Smartworking, bollette e salute: in azienda decide il benefit
Dalla riforma del 2016 sono quattro milioni i lavoratori coinvolti dal welfare, undici se si considera la sola sanità integrativa. Un business ormai cresciuto a 3,3 miliardi
Nel primo quinquennio di vigenza della riforma del welfare aziendale, attiva dal 2016, i piani di welfare crebbero del 487 per cento. «Un numero eccessivo e troppo improvviso per accontentarsi delle spiegazioni “il welfare aziendale cresce perché arretra il welfare statale” o “il welfare aziendale è una forma di difesa dalle crisi economiche”», commenta Emmanuele Massagli, presidente dell’Associazione Italiana Welfare Aziendale (Aiwa). «L’affermazione del welfare è da ricercarsi nella sua capacità di leggere il grande cambiamento della natura del rapporto di lavoro in atto in tutto il mondo occidentale: non più solo salario in cambio di otto ore di presenza e fatica, ma anche beni e servizi sociali, smartworking, settimana corta, percorsi di crescita e formativi».
I numeri sono effettivamente rilevanti: almeno 4 milioni i lavoratori coinvolti, 11 considerando coloro che beneficiano soltanto dell’assistenza sanitaria integrativa e della previdenza complementare garantite dai contratti nazionali (una quarantina quelli che regolano la materia).
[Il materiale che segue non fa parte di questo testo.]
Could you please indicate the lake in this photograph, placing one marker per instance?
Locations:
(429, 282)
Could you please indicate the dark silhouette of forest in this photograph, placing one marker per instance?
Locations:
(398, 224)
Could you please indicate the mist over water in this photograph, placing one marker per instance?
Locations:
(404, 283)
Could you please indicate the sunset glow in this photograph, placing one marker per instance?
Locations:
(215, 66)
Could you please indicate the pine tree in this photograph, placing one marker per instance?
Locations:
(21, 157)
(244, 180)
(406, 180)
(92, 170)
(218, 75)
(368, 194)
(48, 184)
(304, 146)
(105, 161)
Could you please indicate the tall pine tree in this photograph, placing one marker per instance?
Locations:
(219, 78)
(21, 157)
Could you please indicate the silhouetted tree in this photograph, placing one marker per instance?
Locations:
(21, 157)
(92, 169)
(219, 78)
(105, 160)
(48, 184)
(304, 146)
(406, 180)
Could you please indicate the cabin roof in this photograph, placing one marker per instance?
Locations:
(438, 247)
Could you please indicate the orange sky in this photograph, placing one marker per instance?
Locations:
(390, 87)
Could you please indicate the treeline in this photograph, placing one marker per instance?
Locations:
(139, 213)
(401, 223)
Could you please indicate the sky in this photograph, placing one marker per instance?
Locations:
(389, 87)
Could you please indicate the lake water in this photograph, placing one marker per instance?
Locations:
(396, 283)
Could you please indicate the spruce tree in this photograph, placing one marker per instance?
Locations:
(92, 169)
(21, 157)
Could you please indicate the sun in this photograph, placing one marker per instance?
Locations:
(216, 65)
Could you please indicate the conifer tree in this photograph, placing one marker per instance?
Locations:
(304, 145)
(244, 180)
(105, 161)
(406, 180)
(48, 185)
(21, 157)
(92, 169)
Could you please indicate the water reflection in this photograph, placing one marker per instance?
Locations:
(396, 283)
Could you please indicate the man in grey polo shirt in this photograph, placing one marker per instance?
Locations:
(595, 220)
Il valore del particolare “mercato” del welfare aziendale è di circa 3,3 miliardi, le imprese che adottano un qualche piano oltre 400.000, tra le quali anche micro e piccole aziende, in costante crescita. Nell’ultimo Rapporto del Ministero del Lavoro sugli accordi aziendali, aggiornato alla metà di ottobre, dei 17.955 contratti attivi, 14.472 si propongono di raggiungere obiettivi di produttività, 11.432 di redditività, 9.054 di qualità, mentre 1.616 prevedono un piano di partecipazione e 10.831 prevedono misure di welfare aziendale.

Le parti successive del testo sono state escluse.